Measurement provides structure, removes chaos, reduces waste, ensures open and fair markets, supports precision where required and saves lives, money and time
Some of the highly accurate balances can give false results if they are not placed upon a completely level surface, so this calibration process is the best way to avoid this.
In the non-physical sciences, the definition of an instrument is much broader, encompassing everything from a set of survey questions to an intelligence test. A survey to measure reading ability in children must produce reliable and consistent results if it is to be taken seriously.
Political opinion polls, on the other hand, are notorious for producing inaccurate results and delivering a near unworkable margin of error.

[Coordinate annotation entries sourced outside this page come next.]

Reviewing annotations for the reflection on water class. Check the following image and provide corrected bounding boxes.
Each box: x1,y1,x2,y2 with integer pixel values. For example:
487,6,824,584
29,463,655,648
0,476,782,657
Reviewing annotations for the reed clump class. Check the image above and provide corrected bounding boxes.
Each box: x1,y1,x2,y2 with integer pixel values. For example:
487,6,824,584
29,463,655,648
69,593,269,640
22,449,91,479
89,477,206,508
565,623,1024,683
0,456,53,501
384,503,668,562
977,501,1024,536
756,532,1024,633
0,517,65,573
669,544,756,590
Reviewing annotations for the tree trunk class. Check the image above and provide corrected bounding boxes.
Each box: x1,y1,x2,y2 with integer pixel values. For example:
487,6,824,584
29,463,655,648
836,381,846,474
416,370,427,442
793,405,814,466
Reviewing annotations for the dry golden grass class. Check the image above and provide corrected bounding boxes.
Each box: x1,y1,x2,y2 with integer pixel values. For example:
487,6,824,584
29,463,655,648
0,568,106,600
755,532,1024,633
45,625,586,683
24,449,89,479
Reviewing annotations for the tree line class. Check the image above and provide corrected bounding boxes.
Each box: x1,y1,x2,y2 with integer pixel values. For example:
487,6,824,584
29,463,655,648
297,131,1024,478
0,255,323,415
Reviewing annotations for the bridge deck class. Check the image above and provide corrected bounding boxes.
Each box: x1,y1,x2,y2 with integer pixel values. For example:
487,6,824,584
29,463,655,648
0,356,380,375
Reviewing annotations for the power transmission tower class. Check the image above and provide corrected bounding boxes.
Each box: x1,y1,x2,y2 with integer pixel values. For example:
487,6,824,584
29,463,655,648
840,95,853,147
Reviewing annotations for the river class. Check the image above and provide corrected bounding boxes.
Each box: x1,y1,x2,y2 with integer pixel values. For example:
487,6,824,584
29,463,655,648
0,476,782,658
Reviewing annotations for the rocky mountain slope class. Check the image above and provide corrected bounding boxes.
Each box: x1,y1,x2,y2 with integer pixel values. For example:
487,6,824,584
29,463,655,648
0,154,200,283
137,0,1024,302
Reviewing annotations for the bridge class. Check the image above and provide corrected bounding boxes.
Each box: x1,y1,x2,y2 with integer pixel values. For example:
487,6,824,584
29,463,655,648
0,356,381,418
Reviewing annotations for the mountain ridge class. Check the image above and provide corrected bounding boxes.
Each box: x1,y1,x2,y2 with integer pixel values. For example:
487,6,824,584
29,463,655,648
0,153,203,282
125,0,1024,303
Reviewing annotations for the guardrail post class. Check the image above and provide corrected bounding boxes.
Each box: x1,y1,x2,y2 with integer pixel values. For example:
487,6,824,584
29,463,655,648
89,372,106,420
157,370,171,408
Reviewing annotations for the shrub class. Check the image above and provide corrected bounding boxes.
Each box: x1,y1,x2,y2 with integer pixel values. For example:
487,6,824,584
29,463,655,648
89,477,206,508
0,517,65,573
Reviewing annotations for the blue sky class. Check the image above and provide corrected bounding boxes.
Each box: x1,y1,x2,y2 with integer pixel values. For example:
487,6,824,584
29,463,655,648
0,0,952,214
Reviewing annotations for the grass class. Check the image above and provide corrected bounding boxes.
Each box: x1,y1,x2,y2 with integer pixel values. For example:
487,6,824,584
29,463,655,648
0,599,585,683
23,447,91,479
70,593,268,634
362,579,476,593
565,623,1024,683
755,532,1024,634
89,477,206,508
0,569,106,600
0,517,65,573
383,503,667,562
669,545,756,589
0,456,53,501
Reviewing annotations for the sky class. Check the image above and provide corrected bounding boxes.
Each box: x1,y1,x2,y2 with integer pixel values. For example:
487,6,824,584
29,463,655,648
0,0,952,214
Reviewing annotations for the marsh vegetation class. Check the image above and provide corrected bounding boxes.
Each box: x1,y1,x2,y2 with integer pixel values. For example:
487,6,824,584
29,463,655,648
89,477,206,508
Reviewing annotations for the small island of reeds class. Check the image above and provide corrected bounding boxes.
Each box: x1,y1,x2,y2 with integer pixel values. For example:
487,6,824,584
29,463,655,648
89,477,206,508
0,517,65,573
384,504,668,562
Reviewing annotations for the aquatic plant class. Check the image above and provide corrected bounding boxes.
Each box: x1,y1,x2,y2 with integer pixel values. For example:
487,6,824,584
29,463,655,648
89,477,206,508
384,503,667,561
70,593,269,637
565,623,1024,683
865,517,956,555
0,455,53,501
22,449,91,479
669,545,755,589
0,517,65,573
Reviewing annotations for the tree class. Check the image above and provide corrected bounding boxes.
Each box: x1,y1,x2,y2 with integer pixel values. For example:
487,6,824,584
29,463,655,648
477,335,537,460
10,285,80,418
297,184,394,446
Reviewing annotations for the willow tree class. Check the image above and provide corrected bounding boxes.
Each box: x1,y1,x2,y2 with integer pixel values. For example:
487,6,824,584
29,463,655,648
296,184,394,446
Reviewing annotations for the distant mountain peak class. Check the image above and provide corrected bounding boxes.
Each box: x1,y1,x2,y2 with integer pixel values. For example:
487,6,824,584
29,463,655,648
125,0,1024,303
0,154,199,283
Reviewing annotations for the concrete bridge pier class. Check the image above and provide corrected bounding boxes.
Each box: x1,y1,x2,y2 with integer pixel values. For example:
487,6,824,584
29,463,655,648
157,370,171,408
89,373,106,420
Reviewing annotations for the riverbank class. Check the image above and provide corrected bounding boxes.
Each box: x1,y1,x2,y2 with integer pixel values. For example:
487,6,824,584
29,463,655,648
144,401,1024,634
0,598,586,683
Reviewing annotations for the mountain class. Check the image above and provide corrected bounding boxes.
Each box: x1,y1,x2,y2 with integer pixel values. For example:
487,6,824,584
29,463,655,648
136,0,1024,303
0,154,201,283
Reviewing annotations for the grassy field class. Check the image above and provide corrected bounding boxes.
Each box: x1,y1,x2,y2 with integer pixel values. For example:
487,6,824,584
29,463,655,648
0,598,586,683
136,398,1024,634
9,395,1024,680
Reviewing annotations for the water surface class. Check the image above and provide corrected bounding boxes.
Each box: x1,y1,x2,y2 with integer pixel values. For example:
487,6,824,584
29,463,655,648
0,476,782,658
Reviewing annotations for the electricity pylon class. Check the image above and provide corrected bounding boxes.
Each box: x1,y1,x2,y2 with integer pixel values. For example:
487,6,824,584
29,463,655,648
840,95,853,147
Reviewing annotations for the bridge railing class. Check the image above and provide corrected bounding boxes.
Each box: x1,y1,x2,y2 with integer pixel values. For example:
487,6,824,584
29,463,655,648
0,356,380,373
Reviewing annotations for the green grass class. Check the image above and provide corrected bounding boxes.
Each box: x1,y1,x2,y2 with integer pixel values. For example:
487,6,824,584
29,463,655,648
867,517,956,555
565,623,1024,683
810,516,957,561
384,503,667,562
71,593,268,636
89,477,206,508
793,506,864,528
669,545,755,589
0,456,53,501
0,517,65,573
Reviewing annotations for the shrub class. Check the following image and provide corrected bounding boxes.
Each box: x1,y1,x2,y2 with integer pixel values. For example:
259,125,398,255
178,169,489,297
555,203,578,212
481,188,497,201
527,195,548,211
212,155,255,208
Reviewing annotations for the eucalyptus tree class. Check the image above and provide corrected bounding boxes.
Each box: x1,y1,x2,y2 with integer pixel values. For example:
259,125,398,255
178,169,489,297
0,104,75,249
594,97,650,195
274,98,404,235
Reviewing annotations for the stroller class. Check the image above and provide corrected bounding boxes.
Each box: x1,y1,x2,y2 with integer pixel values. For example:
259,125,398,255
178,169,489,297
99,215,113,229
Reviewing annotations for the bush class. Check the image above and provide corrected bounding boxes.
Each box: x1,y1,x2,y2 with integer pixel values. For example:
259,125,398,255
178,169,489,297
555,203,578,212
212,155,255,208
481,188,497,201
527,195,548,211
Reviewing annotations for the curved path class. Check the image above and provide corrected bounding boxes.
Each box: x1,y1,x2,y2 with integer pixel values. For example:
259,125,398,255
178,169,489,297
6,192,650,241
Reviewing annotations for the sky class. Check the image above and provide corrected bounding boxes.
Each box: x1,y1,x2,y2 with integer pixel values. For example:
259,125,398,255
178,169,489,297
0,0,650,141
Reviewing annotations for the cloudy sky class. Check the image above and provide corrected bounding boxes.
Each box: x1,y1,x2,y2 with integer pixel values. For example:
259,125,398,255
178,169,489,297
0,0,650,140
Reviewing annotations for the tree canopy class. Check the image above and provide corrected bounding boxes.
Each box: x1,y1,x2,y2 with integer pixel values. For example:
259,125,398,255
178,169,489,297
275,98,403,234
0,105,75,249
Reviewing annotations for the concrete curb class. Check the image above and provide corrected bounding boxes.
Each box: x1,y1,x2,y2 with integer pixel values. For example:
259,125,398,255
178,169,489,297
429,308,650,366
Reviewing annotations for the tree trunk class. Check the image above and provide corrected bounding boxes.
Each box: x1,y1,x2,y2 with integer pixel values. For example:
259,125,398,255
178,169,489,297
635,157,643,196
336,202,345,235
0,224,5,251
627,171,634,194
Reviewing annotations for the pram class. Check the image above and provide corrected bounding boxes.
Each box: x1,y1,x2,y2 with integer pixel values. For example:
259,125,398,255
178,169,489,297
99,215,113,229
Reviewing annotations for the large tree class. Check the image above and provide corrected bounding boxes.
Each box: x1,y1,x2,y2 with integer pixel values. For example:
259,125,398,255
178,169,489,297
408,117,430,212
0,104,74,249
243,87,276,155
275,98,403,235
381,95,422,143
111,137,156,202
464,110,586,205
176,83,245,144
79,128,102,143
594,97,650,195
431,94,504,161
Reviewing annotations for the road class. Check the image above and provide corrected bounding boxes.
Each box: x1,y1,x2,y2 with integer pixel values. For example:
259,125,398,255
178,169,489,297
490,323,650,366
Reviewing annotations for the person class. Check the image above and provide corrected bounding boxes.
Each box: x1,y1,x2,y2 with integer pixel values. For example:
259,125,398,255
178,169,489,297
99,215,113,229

In the physical sciences, it is possible to isolate a measuring instrument from external factors, such as environmental conditions and temporal factors. In the social sciences, this is much more difficult, so any instrument must be tested with a reasonable range of reliability.
TEST OF STABILITY
Any test of instrument reliability must test how stable the test is over time, ensuring that the same test performed upon the same individual gives exactly the same results.
The test-retest method is one way of ensuring that any instrument is stable over time.
Of course, there is no such thing as perfection and there will be always be some disparity and potential for regression, so statistical methods are used to determine whether the stability of the instrument is within acceptable limits.
TEST OF EQUIVALENCE
Testing equivalence involves ensuring that a test administered to two people, or similar tests administered at the same time give similar results.
Split-testing is one way of ensuring this, especially in tests or observations where the results are expected to change over time. In a school exam, for example, the same test upon the same subjects will generally result in better results the second time around, so testing stability is not practical.
Checking that two researchers observe similar results also falls within the remit of the test of equivalence.